Lição 10 – A Ceia do Senhor – A segunda ordenança da igreja
ESBOÇO DA LIÇÃO
INTRODUÇÃO
I – A NATUREZA DA CEIA DO SENHOR NA TRADIÇÃO CRISTÃ
II – O PROPÓSITO DA CEIA DO SENHOR
III – O MODO DE CELEBRAÇÃO DA CEIA DO SENHOR
CONCLUSÃO
Esta lição tem três objetivos que os professores devem buscar atingi-los:
1. Apresentar a natureza da Ceia do Senhor na Tradição Cristã;
2. Mostrar o propósito da Ceia do Senhor;
3. Refletir a respeito do modo de celebração da Ceia do Senhor.
Paulo e a Ceia do Senhor1
O propósito de Paulo quando deu instruções sobre a Ceia do Senhor à igreja de Corinto foi corrigir alguns abusos que estavam acontecendo durante a celebração. O contexto é bastante claro em dizer que havia individualismo, egoísmo e até mesmo quem se embriagasse durante a cerimônia. Os coríntios não estavam discernindo o propósito da Ceia, pois participavam como se estivessem participando de uma refeição qualquer.
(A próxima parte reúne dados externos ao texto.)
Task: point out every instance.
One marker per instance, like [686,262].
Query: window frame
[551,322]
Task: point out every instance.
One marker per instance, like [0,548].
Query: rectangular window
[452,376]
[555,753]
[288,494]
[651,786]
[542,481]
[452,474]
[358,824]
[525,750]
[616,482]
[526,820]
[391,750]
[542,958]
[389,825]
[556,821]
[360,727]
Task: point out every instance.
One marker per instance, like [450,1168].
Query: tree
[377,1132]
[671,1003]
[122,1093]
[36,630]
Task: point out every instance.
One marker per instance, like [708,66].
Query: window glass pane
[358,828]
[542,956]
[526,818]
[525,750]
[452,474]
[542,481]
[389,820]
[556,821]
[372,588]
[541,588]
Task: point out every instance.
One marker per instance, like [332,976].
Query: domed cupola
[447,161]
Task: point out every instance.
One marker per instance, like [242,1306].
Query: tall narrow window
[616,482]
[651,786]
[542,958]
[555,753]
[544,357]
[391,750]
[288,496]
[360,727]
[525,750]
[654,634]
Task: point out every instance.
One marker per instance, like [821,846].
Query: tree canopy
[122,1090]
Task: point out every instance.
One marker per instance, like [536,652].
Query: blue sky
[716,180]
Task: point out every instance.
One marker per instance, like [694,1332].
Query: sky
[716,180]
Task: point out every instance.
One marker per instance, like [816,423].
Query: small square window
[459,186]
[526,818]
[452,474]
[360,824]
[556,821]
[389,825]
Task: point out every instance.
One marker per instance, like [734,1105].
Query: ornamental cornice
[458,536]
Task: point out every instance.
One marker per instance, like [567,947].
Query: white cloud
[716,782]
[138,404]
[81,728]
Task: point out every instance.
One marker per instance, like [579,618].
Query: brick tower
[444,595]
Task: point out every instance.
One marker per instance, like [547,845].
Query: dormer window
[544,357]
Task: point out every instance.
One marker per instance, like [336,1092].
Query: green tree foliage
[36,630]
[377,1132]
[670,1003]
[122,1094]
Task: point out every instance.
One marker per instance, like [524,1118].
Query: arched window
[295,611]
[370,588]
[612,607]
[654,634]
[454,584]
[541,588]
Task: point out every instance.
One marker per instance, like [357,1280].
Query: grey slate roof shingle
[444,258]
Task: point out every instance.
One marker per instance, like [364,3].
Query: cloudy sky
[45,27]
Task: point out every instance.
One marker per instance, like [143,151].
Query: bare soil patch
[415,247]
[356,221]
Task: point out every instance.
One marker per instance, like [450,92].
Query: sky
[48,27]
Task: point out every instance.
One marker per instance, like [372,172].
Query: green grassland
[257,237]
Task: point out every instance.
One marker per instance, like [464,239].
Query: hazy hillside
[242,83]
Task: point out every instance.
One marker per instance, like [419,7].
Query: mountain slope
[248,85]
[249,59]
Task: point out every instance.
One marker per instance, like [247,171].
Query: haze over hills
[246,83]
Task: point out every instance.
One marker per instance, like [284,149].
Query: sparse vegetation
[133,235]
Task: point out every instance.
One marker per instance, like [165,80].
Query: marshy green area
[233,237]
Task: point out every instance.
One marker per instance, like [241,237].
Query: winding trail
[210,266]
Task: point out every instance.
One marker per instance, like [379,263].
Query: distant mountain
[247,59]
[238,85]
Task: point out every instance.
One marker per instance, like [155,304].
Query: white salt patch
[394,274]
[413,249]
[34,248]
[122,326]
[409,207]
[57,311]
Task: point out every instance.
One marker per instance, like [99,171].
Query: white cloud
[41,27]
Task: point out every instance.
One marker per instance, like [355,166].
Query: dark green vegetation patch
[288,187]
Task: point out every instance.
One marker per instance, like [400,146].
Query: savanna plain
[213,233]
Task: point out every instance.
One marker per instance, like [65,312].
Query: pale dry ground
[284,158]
O escritor Warren Wiersbe (1919–2019) observa que o cristão deve olhar em quatro direções ao participar da Ceia. Em primeiro lugar, ele deve olhar para trás. Esse olhar é o que nos fará lembrar o motivo da morte de Jesus — carregar nossos pecados. Lembrará também que Ele morreu de forma voluntária, demonstrando, assim, o seu amor por nós. Em segundo lugar, o crente deve olhar para frente. Fazendo isso, ele lembrará o sacrifício do Senhor “até que ele venha”. Trata-se de um olhar escatológico, rumo ao futuro da Igreja. Em terceiro lugar, o crente deve olhar ao seu redor. Esse olhar fará com que ele enxergue o outro e não seja um egoísta espiritual. De fato, esse é o verdadeiro propósito da Ceia, que é celebrar uma festa em família. Em quarto lugar, o cristão deve olhar para dentro. Esse olhar para dentro fará com que se examine a si mesmo: “Examine-se, pois, o homem a si mesmo” (1 Co 11.28).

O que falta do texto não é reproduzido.